Es de lógica que logrado el respaldo ciudadano, el proceso de la negociación en sí, enmarcado en unos criterios previamente definidos democráticamente y refrendados por el voto popular, es tarea de los negociadores definidos por las partes, trabajando discretamente, alejados de los reflectores y micrófonos de los medios. La ausencia del acuerdo de inicio que debía ser refrendado por el voto ciudadano en una consulta previa, más la necesaria confidencialidad de la negociación, llevaron a que la ciudadanía como un todo, conservara el anhelo de paz pero sin sentirse involucrada, comprometida con ella; empezaron a percibirla como algo lejano, que no era con ellos.

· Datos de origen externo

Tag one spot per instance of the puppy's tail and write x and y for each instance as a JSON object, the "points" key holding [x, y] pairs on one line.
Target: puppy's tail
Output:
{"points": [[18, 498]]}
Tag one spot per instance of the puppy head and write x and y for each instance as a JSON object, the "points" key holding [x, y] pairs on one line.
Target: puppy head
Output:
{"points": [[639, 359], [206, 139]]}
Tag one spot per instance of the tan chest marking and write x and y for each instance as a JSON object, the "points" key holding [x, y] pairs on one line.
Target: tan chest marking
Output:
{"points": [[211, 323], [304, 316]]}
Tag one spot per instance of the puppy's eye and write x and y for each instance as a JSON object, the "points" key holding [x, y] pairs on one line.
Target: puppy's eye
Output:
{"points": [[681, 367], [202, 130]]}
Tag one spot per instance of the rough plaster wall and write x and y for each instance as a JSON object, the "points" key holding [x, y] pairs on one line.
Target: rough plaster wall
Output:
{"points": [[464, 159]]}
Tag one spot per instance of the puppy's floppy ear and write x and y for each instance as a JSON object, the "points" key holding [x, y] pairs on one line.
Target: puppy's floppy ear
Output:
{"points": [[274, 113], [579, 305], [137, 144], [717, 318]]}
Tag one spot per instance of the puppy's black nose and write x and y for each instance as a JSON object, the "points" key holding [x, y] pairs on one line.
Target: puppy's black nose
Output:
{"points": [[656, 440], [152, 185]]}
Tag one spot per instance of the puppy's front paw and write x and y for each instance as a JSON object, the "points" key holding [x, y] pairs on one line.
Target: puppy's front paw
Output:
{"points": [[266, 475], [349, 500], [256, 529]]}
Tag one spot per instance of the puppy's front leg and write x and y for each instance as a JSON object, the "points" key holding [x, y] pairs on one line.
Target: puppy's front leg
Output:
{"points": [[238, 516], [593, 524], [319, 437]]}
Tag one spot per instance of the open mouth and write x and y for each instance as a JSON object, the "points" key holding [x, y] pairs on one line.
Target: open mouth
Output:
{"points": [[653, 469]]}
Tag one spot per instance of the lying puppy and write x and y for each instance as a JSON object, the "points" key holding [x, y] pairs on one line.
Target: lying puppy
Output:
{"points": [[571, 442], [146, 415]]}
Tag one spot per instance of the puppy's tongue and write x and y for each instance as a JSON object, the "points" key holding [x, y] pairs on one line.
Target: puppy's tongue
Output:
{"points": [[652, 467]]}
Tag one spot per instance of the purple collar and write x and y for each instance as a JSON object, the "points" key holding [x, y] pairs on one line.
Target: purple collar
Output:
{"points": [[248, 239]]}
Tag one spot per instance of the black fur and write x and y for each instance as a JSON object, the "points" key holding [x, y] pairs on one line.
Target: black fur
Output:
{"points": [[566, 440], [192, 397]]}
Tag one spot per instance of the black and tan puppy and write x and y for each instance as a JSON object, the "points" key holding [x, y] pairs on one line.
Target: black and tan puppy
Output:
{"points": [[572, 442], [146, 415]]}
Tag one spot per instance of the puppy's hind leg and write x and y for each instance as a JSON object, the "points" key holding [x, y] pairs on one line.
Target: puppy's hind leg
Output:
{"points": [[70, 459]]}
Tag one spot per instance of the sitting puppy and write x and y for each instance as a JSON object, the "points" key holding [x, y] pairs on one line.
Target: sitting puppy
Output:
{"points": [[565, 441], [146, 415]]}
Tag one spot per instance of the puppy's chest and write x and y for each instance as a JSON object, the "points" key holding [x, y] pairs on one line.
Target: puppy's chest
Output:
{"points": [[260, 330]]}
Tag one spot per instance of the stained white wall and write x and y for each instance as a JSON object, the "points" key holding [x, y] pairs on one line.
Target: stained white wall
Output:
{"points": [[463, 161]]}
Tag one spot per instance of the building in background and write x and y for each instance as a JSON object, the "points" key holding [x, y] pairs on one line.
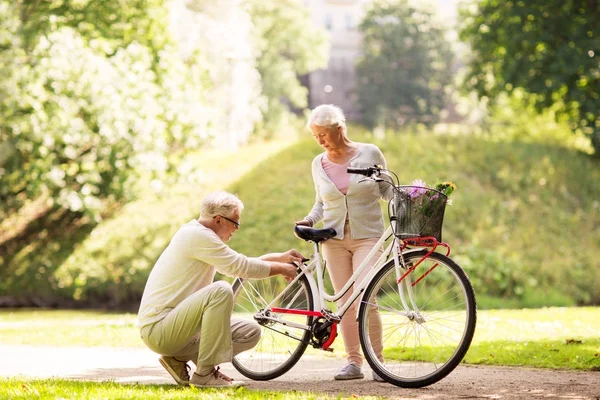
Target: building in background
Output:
{"points": [[337, 83]]}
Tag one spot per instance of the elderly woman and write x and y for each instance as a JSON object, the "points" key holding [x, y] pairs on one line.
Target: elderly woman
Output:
{"points": [[353, 210]]}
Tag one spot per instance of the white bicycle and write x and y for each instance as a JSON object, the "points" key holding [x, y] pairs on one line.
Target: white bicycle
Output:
{"points": [[417, 307]]}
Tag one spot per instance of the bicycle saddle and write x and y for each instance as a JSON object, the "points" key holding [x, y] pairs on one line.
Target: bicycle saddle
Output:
{"points": [[312, 234]]}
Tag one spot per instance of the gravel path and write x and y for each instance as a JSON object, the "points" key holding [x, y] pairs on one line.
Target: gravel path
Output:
{"points": [[310, 374]]}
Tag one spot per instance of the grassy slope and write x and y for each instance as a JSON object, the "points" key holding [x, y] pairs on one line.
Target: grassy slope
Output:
{"points": [[525, 221]]}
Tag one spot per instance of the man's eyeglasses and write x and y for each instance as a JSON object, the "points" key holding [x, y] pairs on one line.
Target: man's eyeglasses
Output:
{"points": [[236, 224]]}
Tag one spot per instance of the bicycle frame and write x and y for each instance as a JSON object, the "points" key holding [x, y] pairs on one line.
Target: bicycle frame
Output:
{"points": [[320, 296]]}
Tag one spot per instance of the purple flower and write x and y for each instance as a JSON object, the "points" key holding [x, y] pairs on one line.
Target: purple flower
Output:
{"points": [[418, 189]]}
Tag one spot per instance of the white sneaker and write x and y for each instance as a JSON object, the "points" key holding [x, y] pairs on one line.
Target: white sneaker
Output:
{"points": [[179, 370], [214, 379], [347, 372]]}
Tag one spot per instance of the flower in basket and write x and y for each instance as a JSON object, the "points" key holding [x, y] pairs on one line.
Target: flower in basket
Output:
{"points": [[446, 187], [429, 200]]}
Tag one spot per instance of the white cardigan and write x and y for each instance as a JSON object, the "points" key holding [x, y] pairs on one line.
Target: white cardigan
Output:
{"points": [[187, 265], [361, 201]]}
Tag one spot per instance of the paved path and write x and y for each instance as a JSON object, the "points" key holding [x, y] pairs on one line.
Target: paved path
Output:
{"points": [[313, 374]]}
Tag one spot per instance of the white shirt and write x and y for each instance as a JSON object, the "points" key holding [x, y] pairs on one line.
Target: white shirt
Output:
{"points": [[187, 265], [361, 201]]}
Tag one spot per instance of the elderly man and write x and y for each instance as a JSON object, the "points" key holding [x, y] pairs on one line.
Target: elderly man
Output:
{"points": [[186, 316]]}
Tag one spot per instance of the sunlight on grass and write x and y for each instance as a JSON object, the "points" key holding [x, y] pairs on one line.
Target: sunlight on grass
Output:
{"points": [[65, 389], [549, 337]]}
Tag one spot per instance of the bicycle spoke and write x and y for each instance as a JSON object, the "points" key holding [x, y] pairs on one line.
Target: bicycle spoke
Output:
{"points": [[424, 343]]}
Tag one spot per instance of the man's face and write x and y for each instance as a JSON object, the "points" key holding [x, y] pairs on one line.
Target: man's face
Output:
{"points": [[227, 224], [328, 138]]}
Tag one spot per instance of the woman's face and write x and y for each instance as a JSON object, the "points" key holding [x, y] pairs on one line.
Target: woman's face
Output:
{"points": [[328, 138]]}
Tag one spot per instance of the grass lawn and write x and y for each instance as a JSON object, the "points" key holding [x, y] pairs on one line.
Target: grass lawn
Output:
{"points": [[545, 338], [65, 389]]}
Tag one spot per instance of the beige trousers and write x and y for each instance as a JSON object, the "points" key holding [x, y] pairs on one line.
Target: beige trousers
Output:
{"points": [[343, 257], [201, 329]]}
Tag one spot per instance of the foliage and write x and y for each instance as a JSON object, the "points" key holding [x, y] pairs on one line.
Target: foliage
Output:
{"points": [[65, 264], [549, 49], [524, 224], [405, 68], [547, 337], [508, 226], [289, 46], [88, 90]]}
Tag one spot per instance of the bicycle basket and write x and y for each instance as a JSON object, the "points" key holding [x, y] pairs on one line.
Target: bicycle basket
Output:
{"points": [[417, 212]]}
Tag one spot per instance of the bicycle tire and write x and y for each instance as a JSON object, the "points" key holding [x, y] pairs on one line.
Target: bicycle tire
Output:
{"points": [[440, 331], [275, 353]]}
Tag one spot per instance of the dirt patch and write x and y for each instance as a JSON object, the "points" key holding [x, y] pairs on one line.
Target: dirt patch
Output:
{"points": [[311, 374]]}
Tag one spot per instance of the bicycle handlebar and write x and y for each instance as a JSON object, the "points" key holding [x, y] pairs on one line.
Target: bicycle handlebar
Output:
{"points": [[369, 171]]}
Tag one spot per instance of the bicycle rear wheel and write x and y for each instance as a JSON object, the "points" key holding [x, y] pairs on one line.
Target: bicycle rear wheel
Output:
{"points": [[281, 345], [418, 341]]}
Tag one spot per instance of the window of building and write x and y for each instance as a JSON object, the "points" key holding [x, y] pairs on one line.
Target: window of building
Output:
{"points": [[349, 22], [329, 21]]}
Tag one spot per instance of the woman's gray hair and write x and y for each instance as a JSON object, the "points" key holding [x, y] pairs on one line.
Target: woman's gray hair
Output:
{"points": [[327, 115], [220, 203]]}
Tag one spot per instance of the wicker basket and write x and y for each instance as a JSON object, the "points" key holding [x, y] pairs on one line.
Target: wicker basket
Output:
{"points": [[417, 211]]}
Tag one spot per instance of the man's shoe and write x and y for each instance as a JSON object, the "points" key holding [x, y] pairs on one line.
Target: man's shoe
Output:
{"points": [[377, 378], [347, 372], [214, 379], [179, 370]]}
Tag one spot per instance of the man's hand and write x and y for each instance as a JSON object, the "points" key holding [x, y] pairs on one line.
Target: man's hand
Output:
{"points": [[304, 222], [287, 270]]}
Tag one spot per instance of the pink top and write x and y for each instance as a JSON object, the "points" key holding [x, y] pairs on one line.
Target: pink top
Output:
{"points": [[337, 173]]}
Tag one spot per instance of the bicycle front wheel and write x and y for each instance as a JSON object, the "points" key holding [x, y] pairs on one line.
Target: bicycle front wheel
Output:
{"points": [[282, 341], [415, 332]]}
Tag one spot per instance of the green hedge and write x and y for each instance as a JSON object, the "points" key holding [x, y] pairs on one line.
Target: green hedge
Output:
{"points": [[524, 223]]}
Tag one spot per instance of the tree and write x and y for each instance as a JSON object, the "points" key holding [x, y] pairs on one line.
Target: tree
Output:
{"points": [[405, 66], [549, 49], [90, 94], [288, 46]]}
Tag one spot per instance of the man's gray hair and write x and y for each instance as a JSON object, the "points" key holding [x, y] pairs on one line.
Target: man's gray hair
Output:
{"points": [[327, 115], [220, 203]]}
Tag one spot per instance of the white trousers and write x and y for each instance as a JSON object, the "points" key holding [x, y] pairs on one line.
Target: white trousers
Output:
{"points": [[201, 329]]}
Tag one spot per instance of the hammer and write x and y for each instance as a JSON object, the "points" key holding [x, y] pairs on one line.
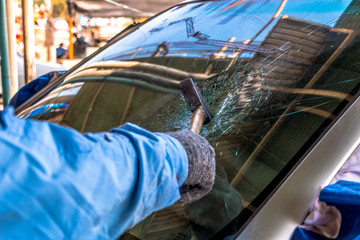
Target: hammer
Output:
{"points": [[201, 113]]}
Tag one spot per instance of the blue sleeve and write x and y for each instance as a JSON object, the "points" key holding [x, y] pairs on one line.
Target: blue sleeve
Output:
{"points": [[56, 183]]}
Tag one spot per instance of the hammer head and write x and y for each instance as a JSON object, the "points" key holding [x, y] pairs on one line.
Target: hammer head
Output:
{"points": [[194, 98]]}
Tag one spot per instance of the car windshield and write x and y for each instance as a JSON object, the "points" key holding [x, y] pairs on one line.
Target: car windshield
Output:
{"points": [[274, 73]]}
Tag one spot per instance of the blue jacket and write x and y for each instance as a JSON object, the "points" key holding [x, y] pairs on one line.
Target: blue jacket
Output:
{"points": [[56, 183]]}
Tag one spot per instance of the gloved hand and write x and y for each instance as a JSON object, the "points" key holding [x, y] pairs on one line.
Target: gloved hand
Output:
{"points": [[201, 156]]}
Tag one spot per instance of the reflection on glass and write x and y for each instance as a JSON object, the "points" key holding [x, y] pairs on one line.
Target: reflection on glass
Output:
{"points": [[274, 73]]}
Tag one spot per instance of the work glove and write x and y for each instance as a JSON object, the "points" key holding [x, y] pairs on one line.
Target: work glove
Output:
{"points": [[201, 157]]}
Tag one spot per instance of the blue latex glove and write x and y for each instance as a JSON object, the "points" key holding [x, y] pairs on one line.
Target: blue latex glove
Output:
{"points": [[345, 196], [56, 183], [33, 87]]}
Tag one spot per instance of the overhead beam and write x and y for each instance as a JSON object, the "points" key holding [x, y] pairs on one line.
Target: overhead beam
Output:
{"points": [[14, 80], [29, 40], [5, 71]]}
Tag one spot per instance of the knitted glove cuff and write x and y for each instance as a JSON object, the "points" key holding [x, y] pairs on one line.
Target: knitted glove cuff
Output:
{"points": [[201, 157]]}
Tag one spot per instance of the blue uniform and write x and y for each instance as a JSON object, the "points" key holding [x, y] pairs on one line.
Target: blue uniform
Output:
{"points": [[56, 183]]}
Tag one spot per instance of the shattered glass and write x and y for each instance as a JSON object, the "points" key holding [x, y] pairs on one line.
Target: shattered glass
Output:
{"points": [[274, 73]]}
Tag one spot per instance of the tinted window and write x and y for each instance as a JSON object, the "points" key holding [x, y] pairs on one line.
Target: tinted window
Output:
{"points": [[273, 84]]}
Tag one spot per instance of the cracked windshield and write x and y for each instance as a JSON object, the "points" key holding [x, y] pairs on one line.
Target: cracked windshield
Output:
{"points": [[273, 73]]}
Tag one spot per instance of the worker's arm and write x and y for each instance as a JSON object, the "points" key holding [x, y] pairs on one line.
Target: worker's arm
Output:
{"points": [[56, 183]]}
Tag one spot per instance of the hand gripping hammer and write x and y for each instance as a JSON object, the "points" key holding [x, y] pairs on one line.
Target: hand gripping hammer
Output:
{"points": [[201, 113]]}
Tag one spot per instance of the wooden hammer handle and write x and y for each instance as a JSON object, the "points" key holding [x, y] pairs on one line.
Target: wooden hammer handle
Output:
{"points": [[197, 120]]}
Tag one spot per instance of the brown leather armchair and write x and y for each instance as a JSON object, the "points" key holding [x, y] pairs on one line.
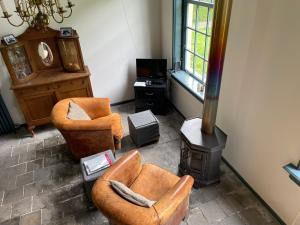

La refrendación de lo acordado fue la última oportunidad de generar el apoyo ciudadano, que le había sido esquivo. Desafortunadamente el tema no se afrontó como una realidad que trasciende las fronteras partidistas y que acabaría por desnaturalizarse si se volvía bandera electoral, como en efecto sucedió. El no gana la votación y la falta de grandeza de las dirigencias que les impidió lograr un acuerdo salvador, llevó al país a la situación presente, con una paz amenazada y unas divisiones apasionadas que la ponen en serio peligro. La discusión de las objeciones presidenciales a la JEP es el más reciente aunque no necesariamente el último capítulo de una zaga de sueños, expectativas y frustraciones que en vez de suscitar unidad, cada vez alimenta más la división y la imposibilidad de hacer un alto en el camino para entender dónde y por qué estamos donde estamos. Parecería que con la discusión de sus observaciones, el Presidente Duque estaría propiciando la discusión final para superar la división; movida arri
esgada de pronóstico reservado.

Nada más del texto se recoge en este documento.